The national implications are also huge, considering the brick wall of opposition Barack Obama ran into on his cap-and-trade plan in 2009. It now looks like the only path to a national cap-and-trade bill would be for Republicans to again (as they did in 2008) nominate a pro-cap-and-trade presidential candidate. But the presidential nomination runs through New Hampshire, and with debates set to start soon, there will be tremendous pressure on one-time cap-and-trade supporters like Jon Huntsman and Tim Pawlenty to distance themselves from that advocacy and take a strong anti-cap-and-trade stance in a state that overwhelmingly rejected the policy on the state level.

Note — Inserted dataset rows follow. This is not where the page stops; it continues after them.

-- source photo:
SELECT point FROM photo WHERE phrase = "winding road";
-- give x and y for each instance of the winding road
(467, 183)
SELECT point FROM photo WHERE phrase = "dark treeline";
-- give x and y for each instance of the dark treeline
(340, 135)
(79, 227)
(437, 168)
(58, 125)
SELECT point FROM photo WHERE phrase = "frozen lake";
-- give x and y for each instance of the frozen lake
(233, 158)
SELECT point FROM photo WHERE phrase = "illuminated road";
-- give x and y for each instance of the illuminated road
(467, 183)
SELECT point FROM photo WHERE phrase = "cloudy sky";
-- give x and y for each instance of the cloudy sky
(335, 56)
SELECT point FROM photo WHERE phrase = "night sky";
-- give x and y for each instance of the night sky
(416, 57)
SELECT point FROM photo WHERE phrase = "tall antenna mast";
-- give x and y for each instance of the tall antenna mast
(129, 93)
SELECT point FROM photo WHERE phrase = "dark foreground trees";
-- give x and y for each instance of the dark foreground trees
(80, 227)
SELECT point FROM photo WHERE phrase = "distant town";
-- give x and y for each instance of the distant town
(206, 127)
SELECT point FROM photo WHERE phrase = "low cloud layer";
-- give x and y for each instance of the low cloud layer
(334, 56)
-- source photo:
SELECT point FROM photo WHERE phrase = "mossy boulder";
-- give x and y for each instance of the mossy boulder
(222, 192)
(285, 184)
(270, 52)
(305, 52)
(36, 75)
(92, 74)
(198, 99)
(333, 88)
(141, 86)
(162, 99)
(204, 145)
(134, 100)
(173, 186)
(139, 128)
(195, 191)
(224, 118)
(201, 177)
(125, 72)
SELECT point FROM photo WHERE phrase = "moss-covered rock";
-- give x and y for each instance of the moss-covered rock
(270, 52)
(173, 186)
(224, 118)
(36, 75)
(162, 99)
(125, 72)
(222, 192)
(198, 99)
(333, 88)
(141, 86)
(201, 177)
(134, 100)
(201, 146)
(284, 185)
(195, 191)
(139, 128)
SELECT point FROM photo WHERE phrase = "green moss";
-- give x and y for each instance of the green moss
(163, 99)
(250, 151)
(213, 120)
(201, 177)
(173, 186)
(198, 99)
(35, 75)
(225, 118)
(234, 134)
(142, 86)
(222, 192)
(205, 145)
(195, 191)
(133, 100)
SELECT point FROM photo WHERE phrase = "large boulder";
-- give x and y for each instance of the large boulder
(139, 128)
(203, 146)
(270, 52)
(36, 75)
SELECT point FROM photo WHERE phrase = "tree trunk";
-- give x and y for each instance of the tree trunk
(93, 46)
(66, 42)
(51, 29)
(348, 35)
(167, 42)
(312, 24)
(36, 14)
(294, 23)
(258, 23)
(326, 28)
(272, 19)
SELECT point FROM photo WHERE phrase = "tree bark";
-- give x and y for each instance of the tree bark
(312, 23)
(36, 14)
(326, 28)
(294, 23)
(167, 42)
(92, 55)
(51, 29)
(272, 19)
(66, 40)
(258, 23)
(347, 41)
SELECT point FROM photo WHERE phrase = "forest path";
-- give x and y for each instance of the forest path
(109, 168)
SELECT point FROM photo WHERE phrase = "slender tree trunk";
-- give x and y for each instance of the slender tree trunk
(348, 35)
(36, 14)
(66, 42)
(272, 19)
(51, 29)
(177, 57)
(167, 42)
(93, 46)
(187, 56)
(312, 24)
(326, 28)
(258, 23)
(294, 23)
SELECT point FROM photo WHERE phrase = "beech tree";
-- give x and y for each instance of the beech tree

With the New Hampshire fight well underway, green groups will go all out to pressure and intimidate state senators not to support repeal and kill their cap-and-trade dream. New Hampshire state senators should hold firm and follow the strong message sent by today’s bipartisan 246 to 104 House vote. If they do, they can deal the death blow to cap-and-trade — not just in New Hampshire, but perhaps nationally.

Phil Kerpen is vice president for policy at Americans for Prosperity.